The European Medicines Agency (EMA) said last week its new headquarters in Amsterdam may not be ready by the time it has to leave London, as the Vivaldi building will not be complete.

The EMA has to shift its headquarters from London to Amsterdam due to the Brexit vote. Last month, it was decided that the EMA would move to Amsterdam as its headquarters needs to be in an EU country.

London has been home to the EMA and its 890 employees since 1995. Britain is due to leave the EU on March 29, 2019.

The Vivaldi building was planned for completion in November 2019. The Dutch government would offer temporary premises from January 1, 2019, or earlier if requested, until the new building is ready.

Last week, a spokeswoman for the city of Amsterdam said there had been no change in its plans for the EMA. She said, the building will be completed in two stages and should be ready to accommodate all employees at the beginning of 2020 as promised.



Perrigo joins the race for Merck’s consumer health unit
 

Generic drug manufacturer Perrigo plans to bid for Merck KGaA’s consumer health unit. According to a Reuters news report, it is preparing an indicative offer ahead of a deadline later this week.

Perrigo sees Merck’s vitamins and supplements as a good fit for its portfolio of generic and over-the-counter (OTC) drugs, the report added.

Others in the fray for the family-controlled German drugmaker are Swiss food giant Nestle and the private equity owners of German drug firm Stada.
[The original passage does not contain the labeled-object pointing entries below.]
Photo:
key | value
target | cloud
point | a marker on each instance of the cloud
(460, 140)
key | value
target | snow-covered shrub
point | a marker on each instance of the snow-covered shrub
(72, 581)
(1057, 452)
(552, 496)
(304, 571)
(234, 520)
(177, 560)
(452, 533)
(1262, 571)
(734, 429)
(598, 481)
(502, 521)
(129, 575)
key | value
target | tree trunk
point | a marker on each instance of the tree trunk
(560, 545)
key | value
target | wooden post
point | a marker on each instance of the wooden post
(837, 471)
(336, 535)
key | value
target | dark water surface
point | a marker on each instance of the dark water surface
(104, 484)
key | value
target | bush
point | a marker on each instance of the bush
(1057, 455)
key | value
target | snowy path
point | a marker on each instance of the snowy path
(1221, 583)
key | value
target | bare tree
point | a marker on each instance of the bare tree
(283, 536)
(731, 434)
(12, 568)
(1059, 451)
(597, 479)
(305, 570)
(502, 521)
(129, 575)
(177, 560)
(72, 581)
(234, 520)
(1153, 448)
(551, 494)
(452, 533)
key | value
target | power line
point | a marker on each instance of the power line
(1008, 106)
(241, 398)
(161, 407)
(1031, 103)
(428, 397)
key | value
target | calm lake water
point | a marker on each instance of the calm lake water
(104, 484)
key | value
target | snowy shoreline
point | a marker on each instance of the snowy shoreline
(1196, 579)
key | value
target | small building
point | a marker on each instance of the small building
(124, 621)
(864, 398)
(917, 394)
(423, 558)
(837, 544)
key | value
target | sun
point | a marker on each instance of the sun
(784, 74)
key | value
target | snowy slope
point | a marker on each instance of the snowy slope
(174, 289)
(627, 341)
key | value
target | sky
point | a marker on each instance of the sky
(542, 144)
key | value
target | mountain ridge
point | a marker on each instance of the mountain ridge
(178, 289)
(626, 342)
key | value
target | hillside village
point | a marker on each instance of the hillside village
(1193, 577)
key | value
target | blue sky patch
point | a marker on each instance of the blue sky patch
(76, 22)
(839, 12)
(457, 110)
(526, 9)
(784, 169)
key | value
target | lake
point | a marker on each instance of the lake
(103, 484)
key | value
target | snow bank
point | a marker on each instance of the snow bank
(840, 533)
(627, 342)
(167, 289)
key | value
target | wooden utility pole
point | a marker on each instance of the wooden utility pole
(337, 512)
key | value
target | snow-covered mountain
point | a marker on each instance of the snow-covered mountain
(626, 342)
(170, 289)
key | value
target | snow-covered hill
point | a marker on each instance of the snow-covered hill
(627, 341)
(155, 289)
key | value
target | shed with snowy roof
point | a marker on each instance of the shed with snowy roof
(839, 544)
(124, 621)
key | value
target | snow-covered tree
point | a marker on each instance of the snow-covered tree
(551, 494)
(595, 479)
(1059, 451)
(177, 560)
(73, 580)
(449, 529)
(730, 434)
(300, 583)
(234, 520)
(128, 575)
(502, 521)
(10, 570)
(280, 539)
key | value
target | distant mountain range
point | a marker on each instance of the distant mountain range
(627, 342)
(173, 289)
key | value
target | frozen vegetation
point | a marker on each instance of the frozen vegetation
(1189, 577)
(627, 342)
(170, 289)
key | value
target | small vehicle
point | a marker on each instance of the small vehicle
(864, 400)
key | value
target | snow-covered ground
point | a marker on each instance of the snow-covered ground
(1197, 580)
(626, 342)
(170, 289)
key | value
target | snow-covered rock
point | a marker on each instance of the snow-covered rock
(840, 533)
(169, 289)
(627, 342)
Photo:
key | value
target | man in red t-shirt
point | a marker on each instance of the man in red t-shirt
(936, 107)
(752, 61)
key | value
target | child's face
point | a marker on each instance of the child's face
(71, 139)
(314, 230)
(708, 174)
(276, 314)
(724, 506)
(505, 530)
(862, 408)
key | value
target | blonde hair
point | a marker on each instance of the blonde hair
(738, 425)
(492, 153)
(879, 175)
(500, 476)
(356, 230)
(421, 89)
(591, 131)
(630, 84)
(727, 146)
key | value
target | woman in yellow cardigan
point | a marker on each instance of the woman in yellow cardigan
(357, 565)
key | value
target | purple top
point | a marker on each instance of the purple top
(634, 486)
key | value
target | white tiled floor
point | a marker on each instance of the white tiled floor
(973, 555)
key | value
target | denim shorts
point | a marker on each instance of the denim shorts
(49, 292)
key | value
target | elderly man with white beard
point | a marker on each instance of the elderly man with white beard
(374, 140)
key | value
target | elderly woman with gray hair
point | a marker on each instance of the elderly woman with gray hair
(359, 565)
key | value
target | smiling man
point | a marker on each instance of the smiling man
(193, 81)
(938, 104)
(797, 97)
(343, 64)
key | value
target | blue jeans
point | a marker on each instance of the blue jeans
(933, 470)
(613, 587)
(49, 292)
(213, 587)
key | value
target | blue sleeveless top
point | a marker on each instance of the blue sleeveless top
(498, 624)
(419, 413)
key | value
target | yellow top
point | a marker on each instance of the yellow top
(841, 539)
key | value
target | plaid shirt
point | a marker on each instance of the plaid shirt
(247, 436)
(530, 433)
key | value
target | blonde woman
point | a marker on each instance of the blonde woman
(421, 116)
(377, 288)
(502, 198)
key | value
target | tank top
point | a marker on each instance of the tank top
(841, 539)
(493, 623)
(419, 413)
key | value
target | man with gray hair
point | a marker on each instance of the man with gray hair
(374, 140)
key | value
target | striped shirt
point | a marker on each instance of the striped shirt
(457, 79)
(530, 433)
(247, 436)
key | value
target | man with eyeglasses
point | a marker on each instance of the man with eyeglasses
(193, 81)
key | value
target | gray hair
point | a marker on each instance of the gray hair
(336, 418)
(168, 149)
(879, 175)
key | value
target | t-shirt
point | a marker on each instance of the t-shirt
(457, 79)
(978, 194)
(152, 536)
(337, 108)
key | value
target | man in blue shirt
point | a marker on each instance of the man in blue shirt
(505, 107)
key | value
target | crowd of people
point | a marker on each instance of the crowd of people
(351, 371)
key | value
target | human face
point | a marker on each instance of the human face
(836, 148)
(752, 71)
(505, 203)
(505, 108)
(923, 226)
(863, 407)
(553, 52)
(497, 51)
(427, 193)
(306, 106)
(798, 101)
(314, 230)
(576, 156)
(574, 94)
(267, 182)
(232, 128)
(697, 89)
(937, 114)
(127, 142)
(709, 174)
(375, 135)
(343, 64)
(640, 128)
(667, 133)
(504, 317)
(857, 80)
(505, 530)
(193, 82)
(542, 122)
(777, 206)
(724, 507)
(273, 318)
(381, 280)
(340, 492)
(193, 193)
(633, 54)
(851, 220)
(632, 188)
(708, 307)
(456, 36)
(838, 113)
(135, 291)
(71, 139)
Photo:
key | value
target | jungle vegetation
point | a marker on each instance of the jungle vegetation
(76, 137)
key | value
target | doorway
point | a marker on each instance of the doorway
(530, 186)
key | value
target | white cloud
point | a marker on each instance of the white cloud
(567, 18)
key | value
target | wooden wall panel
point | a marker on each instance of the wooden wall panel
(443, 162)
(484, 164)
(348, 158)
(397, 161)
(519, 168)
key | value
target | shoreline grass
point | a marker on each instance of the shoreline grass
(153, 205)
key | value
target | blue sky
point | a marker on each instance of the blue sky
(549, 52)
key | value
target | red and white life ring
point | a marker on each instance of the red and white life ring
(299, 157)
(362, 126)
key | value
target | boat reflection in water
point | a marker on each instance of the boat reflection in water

These companies are also lining up non-binding offers for Merck, which is famous for its Seven Seas vitamins and Bion nutritional supplements.

In September, Merck had said it is exploring options for its consumer health business, which generates about US$ 1 billion a year in sales of OTC medicines and vitamin supplements.

Proceeds from the deal, which is worth about US$ 4.7 billion, will help fund research into higher-margin prescription drugs.